Prognose über die Dauer von Beziehungen möglich – aber auch notwendig?
Von: Sebastian Hollstein
„Prognosen über die Langlebigkeit einer Beziehung sind durchaus möglich“, sagt Dr. Christine Finn von der Universität Jena. Im Rahmen der im Jahr 2008 gestarteten auf vierzehn Jahre angelegte Langzeitstudie „Panel-Analyse von intimen Beziehungen und Familiendynamik (pairfam)“ hat sie fast 2‘000 Paare über sieben Jahre hinweg in regelmässigen Abständen befragt, von denen sich sechzehn Prozent in diesem Zeitraum getrennt haben. „Bereits zu Beginn einer Beziehung lassen sich Prädiktoren – also gewisse Vorhersagevariablen – finden, die Informationen darüber liefern, ob die Beziehung lange hält oder nicht.“
Wahrscheinlich war es noch nie so einfach wie heute, eine Partnerin oder einen Partner zu finden, die oder der zumindest theoretisch auch zu einem passt. Dating-Plattformen im Internet füttern Algorithmen mit Informationen von Suchenden, um für sie das beste Gegenstück zu finden. Doch lässt sich diese Berechenbarkeit auch auf eine Beziehung übertragen? Kann man zu Beginn einer Beziehung schon vorhersagen, ob sie hält?
Dieser Frage sind Psychologinnen und Psychologen der Friedrich-Schiller-Universität Jena und der University of Alberta, Kanada, nachgegangen und zu einem eindeutigen Ergebnis gekommen: „Prognosen über die Langlebigkeit einer Beziehung sind durchaus möglich“, sagt Dr. Christine Finn von der Universität Jena.
Wer unglücklich startet, wird noch unglücklicher
In der Psychologie gebe es derzeit zwei wissenschaftliche Modelle, die den Verlauf einer Paarbeziehung unterschiedlich beschreiben, erklärt Finn. Eines beinhalte, dass alle Paare zu Beginn etwa gleich glücklich seien. Endet die Beziehung mit einer Trennung, dann sei das auf Probleme zurückzuführen, die sich erst im Laufe der gemeinsamen Zeit entwickeln.

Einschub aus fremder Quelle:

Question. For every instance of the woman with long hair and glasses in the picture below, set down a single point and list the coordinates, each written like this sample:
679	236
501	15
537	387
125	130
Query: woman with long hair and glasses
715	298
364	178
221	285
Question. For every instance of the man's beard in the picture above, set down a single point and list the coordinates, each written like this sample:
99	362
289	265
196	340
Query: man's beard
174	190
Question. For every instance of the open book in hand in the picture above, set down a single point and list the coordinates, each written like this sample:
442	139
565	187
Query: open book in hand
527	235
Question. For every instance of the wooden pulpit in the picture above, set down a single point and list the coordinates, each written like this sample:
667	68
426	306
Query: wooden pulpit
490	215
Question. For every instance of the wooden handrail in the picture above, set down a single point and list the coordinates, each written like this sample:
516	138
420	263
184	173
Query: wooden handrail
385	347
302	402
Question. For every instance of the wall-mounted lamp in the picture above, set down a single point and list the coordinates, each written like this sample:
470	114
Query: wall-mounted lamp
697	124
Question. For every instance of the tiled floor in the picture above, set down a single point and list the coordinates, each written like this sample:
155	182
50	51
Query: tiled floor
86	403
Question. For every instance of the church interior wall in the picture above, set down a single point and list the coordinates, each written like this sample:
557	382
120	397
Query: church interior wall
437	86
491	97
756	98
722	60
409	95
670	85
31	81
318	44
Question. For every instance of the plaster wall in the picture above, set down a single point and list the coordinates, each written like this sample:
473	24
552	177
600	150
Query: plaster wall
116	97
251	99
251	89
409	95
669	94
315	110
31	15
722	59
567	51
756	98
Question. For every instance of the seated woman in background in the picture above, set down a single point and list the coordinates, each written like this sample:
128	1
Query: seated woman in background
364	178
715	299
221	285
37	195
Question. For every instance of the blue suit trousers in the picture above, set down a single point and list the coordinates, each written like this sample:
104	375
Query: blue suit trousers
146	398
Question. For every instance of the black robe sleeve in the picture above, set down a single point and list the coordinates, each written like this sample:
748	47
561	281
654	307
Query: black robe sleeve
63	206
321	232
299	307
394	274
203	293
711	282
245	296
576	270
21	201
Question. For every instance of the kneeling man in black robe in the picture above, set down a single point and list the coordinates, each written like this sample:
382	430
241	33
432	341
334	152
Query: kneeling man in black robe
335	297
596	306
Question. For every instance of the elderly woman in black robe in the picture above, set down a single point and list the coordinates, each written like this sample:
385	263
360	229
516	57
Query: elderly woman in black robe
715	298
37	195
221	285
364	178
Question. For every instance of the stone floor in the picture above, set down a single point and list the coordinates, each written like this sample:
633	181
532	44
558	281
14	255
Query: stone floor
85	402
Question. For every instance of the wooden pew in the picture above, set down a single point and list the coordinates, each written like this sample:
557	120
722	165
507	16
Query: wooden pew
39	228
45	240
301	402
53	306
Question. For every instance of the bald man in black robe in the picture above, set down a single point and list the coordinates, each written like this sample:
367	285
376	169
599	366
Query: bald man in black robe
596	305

Das zweite Modell gehe davon aus, dass Paare bereits auf unterschiedlichen Glücksniveaus starten. Generell hielten sie dieses zwar, aber eine negativere Ausgangssituation erhöhe die Wahrscheinlichkeit des Scheiterns.
„Wir haben nun herausgefunden, dass eine Mischung aus beiden Modellen wohl zutrifft“, sagt die Jenaer Psychologin. „Auch wir können ein unterschiedliches Ausgangsniveau bestätigen. Zusätzlich nimmt bei beiden Gruppen die Glücklichkeit ab – bei denen, die sich später trennen, passiert das allerdings deutlich rapider. Das bedeutet: Wer unglücklich startet, wird noch unglücklicher.“
Der Beginn einer Beziehung kann also schon einiges über ihren Verlauf verraten. Die Zufriedenheit ermittelten die Jenaer Forschenden, indem sie beispielsweise danach fragten, wie sehr die Partnerinnen und Partner ihre Bedürfnisse befriedigt sehen. Generell gilt dabei: Wer ähnliche Bedürfnisse hat, zum Beispiel nach Nähe, aber auch danach weiterhin eigene Interessen verfolgen zu können, bleibt meist länger zusammen.
Keine Beziehung ist von vornherein zum Scheitern verurteilt
Durch die neuen wissenschaftlichen Erkenntnisse könnten also Paare schon vorher Informationen erhalten, wie hoch die Chance ist, dass sie zusammenbleiben. Aber ist eine solche Auskunft auch sinnvoll?
Christine Finn ist skeptisch: „Uns geht es nicht darum, den allgemeinen Optimierungstrend weiter zu unterfüttern und eine Beziehung nur ergebnisorientiert mit der Aussicht auf Langlebigkeit zu führen. Wenn sich Paare nach einiger Zeit trennen, kann das trotzdem eine wertvolle und wichtige Phase in ihrem Leben sein – die möglicherweise die folgenden Beziehungen positiv beeinflusst. Ausserdem können Paare das Gemeinsame, wie das Ausleben von Nähe und Unabhängigkeit, auch bewusst steuern und daran arbeiten. Keine Beziehung ist von vornherein zum Scheitern verurteilt.“ Insofern könnten die Ergebnisse der Studie durchaus wertvoll für Beratungsstellen und Therapeuten sein.